The Dangers of a Home Detox
It is dangerous to detox at home as medical emergencies cannot be dealt with immediately. Emergencies, which are unpredictable, can easily and quickly result. Also, prescribed medications to help the process are not available in a home detox, as there is no medical staff on hand to administer them. A home detox is not recommended.
What withdrawal symptoms can happen without a Medical Detoxification?
When people attempt to lessen or stop their amount of alcohol consumption, alcohol withdrawal symptoms will manifest. Seizures, convulsions, tremors and disorientation are common with heavy drinkers. Hallucinations are known to occur in certain instances.
Heroin withdrawal symptoms manifest when a person tries to stop taking it with no prescribed medications to replace heroin. Symptoms are painful and can be fatal. Heroin withdrawal symptoms may include perspiration, nausea, diarrhea, vomiting, abdominal cramping, agitation, severe anxiety and could prove fatal.
What types of Detox exist?
The medical detox process weans a person from the addictive substances. The process replaces the addictive substances with other addictive substances such as methadone, benzodiazepines, or other prescription drugs. Over a specific time period, the levels of the replacement drugs will be decreased until the body is able to function without stimulation of any kind.
Rapid detox is a type of detox that should be used selectively. It may not be for everyone. Consultation with addiction center staff is needed to see if this is a recommended course of treatment. Opiates abuse responds the best to a rapid detox.
The person is anesthetized and while unconscious, the rapid detox is administered, giving drugs which block effects of all opiates. The person isn't awake to experience painful withdrawal symptoms and when they wake up, the ability to experience the pleasurable effects from opiates is gone. The addict can try and take opiates to get "high", but the drug will not garner the same effects. The goal is to eliminate the ability to enjoy opiates' effects, thus removing the motivation to abuse them.

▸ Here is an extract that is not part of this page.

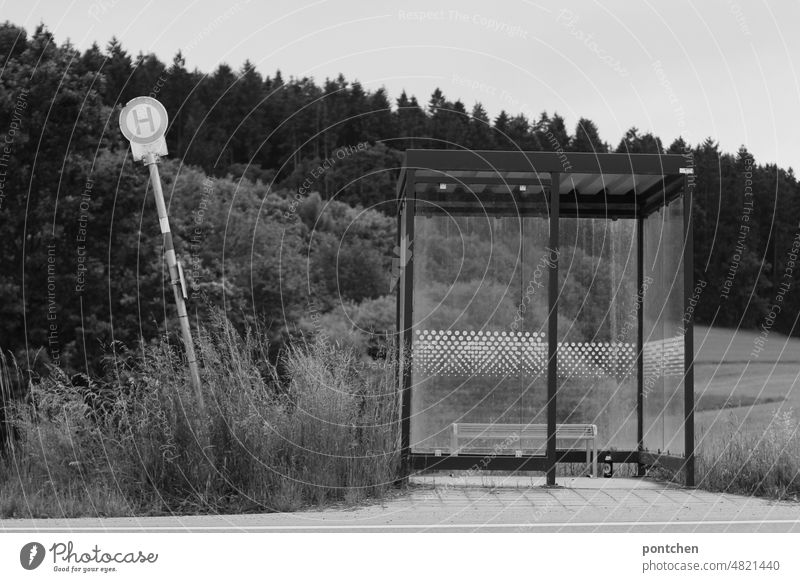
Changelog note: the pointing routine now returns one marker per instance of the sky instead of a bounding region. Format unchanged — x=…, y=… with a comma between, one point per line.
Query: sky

Examples of Medications Used:
Neurontin helps alleviate symptoms of alcohol withdrawal.
Naltrexone is used for both alcohol and opioid dependence. It helps alcohol abusers decrease the number of relapses and levels of drinking. It helps opiate addicted persons by neutralizing opiate effects.
Bupropion is an antidepressant. Since depression is common during an opiate medical detox, this drug will help a person stay on the road to recovery by not being tempted to use to relieve depression.
How does the detox process trigger a relapse?
A detox can't stand alone. A mental component to addiction exists, which must be treated in a rehabilitation program, once the physical dependence on substances is eliminated. If a detox takes place without any other treatment, a relapse is more than likely to result.